Lawrence Kuznar
Chair, Department of Anthropology
Indiana University/Purdue University
Fort Wayne, IN

"Anthropology of Terrorism: Modeling How Envy, Humiliation and Greed Manifest
Violent Conflict in Cross-Cultural Perspective"

TIME: Wednesday, August 1 @ 12:30 p.m.
LOCATION: Redfish Conference Room, 624 Agua Fria Street, Santa Fe, NM

Lunch will be available for $5 purchase

ABSTRACT:
The rise of ethnic conflict and global terrorism has produced new threats since
the end of the Cold War. These threats largely originate in local cultural
contexts colored by culturally unique practices, beliefs and organizations.
Strategic analysts and military officials have recognized the distributed,
culturally based nature of these new threats and have called to add "cultural
intelligence" and sensitivity to religious, ethnic, and cultural sensibilities
to their arsenal; they have put out a call to anthropology, but there has been
frustratingly little progress. A central dilemma researchers and policy makers
face is how to generate social theory that is general, but that can explain a
bewildering array of specific cultural manifestations. I present a theory of
risk taking that holds the promise of explaining the roots of conflict in an
extremely wide array of cultural contexts. Key to this approach is a
computational methodology that flexibly identifies key, culture-specific values,
and measures the degree to which greed or grievance motivates individuals to
take risks with respect to these values. Applications of this approach have
included coups in ancient states, political mobilization in democracies,
revolutions, the rise of nepotistic elites, tribal political dynamics, terrorist
movements in Palestine, and the internal dynamics among the 911 co-conspirators.
This method permits modeling of complex social systems, and as such, encounters
difficult issues for validation, analogous to those encountered when modeling
complex physical systems.


SPEAKER BIOGRAPHY
Dr. Lawrence A. Kuznar is a professor of anthropology from Indiana University -
Purdue University, Fort Wayne whose specialties include decision theory,
theories of conflict and terrorism, computational modeling, and the ecology of
traditional pastoral societies. He has done field research among Aymara herders
in southern Peru and Navajo sheepherders and cattle ranchers. He has published
articles in journals such as American Anthropologist, Current Anthropology,
Human Ecology, Journal of Quantitative Anthropology, Social Science Computer
Review, and Journal of Anthropological Research, among others.

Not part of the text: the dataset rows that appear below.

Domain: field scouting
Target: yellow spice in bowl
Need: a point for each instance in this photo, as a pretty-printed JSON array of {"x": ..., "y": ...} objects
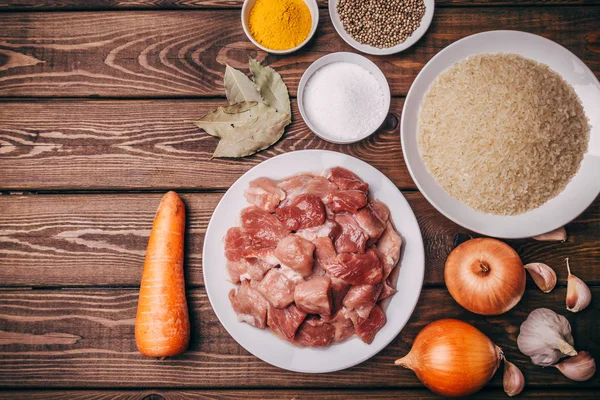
[{"x": 280, "y": 24}]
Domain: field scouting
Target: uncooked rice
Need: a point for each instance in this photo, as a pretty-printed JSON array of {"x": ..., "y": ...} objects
[{"x": 502, "y": 133}]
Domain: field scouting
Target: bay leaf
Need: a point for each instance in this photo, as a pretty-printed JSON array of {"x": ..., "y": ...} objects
[
  {"x": 271, "y": 86},
  {"x": 238, "y": 87},
  {"x": 244, "y": 128}
]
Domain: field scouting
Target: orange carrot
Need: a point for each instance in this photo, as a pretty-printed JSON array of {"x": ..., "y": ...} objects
[{"x": 162, "y": 325}]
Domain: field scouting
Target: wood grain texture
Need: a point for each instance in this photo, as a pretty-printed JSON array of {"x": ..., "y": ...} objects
[
  {"x": 182, "y": 53},
  {"x": 50, "y": 145},
  {"x": 106, "y": 356},
  {"x": 91, "y": 240},
  {"x": 274, "y": 394},
  {"x": 73, "y": 5}
]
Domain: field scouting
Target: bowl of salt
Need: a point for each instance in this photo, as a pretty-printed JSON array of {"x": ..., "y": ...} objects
[{"x": 343, "y": 97}]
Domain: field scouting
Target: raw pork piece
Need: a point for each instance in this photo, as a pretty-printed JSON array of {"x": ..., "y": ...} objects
[
  {"x": 388, "y": 247},
  {"x": 314, "y": 332},
  {"x": 314, "y": 296},
  {"x": 296, "y": 253},
  {"x": 249, "y": 305},
  {"x": 362, "y": 299},
  {"x": 247, "y": 269},
  {"x": 352, "y": 239},
  {"x": 329, "y": 229},
  {"x": 306, "y": 211},
  {"x": 266, "y": 230},
  {"x": 369, "y": 222},
  {"x": 264, "y": 193},
  {"x": 388, "y": 290},
  {"x": 367, "y": 328},
  {"x": 358, "y": 269},
  {"x": 277, "y": 288},
  {"x": 294, "y": 186},
  {"x": 345, "y": 200},
  {"x": 345, "y": 180},
  {"x": 285, "y": 323},
  {"x": 320, "y": 187}
]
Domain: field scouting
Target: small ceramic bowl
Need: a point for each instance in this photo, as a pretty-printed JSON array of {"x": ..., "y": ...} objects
[
  {"x": 314, "y": 12},
  {"x": 355, "y": 59},
  {"x": 412, "y": 39}
]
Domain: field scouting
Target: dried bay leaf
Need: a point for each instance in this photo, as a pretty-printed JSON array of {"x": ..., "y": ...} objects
[
  {"x": 238, "y": 87},
  {"x": 271, "y": 87},
  {"x": 244, "y": 128}
]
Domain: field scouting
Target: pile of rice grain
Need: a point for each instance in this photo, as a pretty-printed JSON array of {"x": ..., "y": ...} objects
[{"x": 502, "y": 133}]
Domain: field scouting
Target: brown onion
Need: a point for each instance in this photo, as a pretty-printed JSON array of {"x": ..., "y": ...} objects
[
  {"x": 452, "y": 358},
  {"x": 485, "y": 276}
]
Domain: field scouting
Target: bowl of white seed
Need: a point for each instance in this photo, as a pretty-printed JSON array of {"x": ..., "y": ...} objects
[{"x": 381, "y": 28}]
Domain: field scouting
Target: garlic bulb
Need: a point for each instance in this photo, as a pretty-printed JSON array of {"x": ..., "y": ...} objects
[
  {"x": 578, "y": 368},
  {"x": 546, "y": 337},
  {"x": 579, "y": 295},
  {"x": 513, "y": 379},
  {"x": 543, "y": 276}
]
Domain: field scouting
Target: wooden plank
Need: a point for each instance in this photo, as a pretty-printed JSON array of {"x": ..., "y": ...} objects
[
  {"x": 53, "y": 145},
  {"x": 85, "y": 339},
  {"x": 182, "y": 53},
  {"x": 73, "y": 5},
  {"x": 298, "y": 394},
  {"x": 88, "y": 240}
]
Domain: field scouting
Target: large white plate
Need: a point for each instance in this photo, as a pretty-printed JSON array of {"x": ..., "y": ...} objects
[
  {"x": 579, "y": 193},
  {"x": 263, "y": 344}
]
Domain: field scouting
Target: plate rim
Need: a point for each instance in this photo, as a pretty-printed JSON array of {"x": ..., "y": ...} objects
[{"x": 416, "y": 242}]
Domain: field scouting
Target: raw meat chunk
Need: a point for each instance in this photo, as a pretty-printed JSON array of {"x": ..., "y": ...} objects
[
  {"x": 314, "y": 296},
  {"x": 294, "y": 186},
  {"x": 249, "y": 305},
  {"x": 296, "y": 253},
  {"x": 362, "y": 299},
  {"x": 314, "y": 332},
  {"x": 352, "y": 239},
  {"x": 321, "y": 187},
  {"x": 358, "y": 269},
  {"x": 345, "y": 200},
  {"x": 369, "y": 222},
  {"x": 345, "y": 180},
  {"x": 306, "y": 211},
  {"x": 329, "y": 229},
  {"x": 277, "y": 288},
  {"x": 264, "y": 193},
  {"x": 266, "y": 230},
  {"x": 367, "y": 328},
  {"x": 285, "y": 322},
  {"x": 389, "y": 246},
  {"x": 247, "y": 269}
]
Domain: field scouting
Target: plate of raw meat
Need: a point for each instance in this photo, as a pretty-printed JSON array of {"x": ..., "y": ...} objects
[{"x": 313, "y": 261}]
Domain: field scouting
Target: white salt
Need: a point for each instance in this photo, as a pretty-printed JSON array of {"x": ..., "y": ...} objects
[{"x": 343, "y": 100}]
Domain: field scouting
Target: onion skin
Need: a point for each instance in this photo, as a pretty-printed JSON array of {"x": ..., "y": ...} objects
[
  {"x": 485, "y": 276},
  {"x": 452, "y": 358}
]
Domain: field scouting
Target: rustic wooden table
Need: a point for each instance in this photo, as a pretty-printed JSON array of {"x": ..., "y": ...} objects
[{"x": 94, "y": 99}]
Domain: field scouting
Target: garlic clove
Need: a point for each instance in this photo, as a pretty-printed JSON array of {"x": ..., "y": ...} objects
[
  {"x": 557, "y": 235},
  {"x": 578, "y": 368},
  {"x": 513, "y": 379},
  {"x": 579, "y": 295},
  {"x": 543, "y": 276}
]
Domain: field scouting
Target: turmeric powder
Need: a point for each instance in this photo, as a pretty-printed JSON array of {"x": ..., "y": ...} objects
[{"x": 280, "y": 24}]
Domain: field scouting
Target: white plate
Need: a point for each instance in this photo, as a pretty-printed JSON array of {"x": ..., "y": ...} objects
[
  {"x": 262, "y": 343},
  {"x": 351, "y": 58},
  {"x": 579, "y": 193},
  {"x": 412, "y": 39}
]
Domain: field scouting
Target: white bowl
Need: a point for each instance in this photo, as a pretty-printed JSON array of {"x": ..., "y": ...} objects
[
  {"x": 355, "y": 59},
  {"x": 412, "y": 39},
  {"x": 264, "y": 344},
  {"x": 583, "y": 187},
  {"x": 314, "y": 12}
]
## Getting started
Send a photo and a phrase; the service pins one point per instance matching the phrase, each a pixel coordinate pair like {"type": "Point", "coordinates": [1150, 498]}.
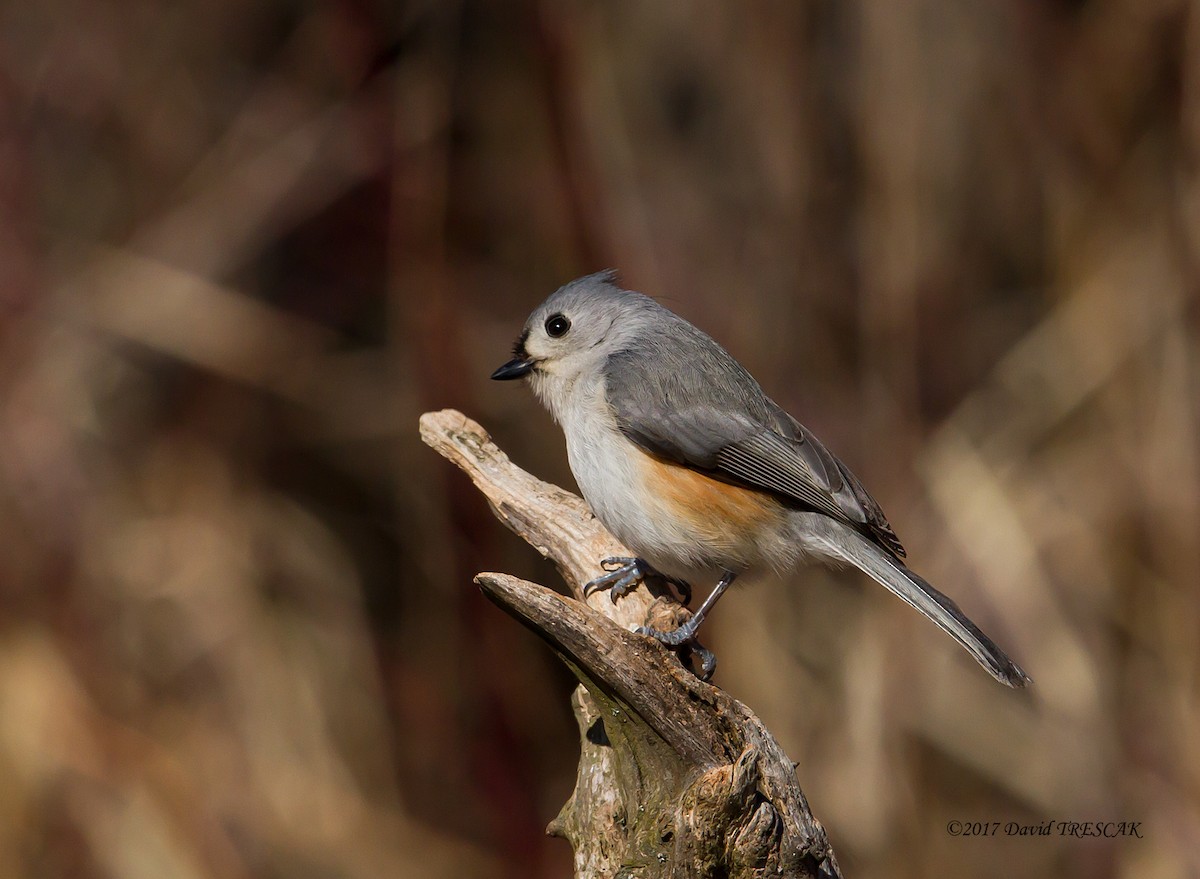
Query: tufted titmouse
{"type": "Point", "coordinates": [684, 458]}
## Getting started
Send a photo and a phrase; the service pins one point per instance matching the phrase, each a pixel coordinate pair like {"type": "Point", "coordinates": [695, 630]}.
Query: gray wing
{"type": "Point", "coordinates": [681, 396]}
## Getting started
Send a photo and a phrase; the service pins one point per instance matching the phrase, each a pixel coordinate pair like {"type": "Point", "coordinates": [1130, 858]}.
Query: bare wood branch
{"type": "Point", "coordinates": [676, 777]}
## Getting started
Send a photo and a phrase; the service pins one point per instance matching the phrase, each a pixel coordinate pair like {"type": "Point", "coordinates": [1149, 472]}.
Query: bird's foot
{"type": "Point", "coordinates": [685, 637]}
{"type": "Point", "coordinates": [623, 574]}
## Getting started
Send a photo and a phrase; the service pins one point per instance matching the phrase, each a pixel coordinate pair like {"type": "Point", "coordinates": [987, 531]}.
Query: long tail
{"type": "Point", "coordinates": [891, 573]}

His book
publications include Reclaiming a Scientific Anthropology (Altamira Press,
1996), Awatimarka: The Ethnoarchaeology of an Andean Community (Harcourt Brace,
1995), and two edited volumes, Studying Societies and Cultures (Pergamon Press
2006) and Ethnoarchaeology in Andean South America (International Monographs in
Prehistory 2001). His current research focuses on terrorism, computational
modeling and verification & validation issues in modeling.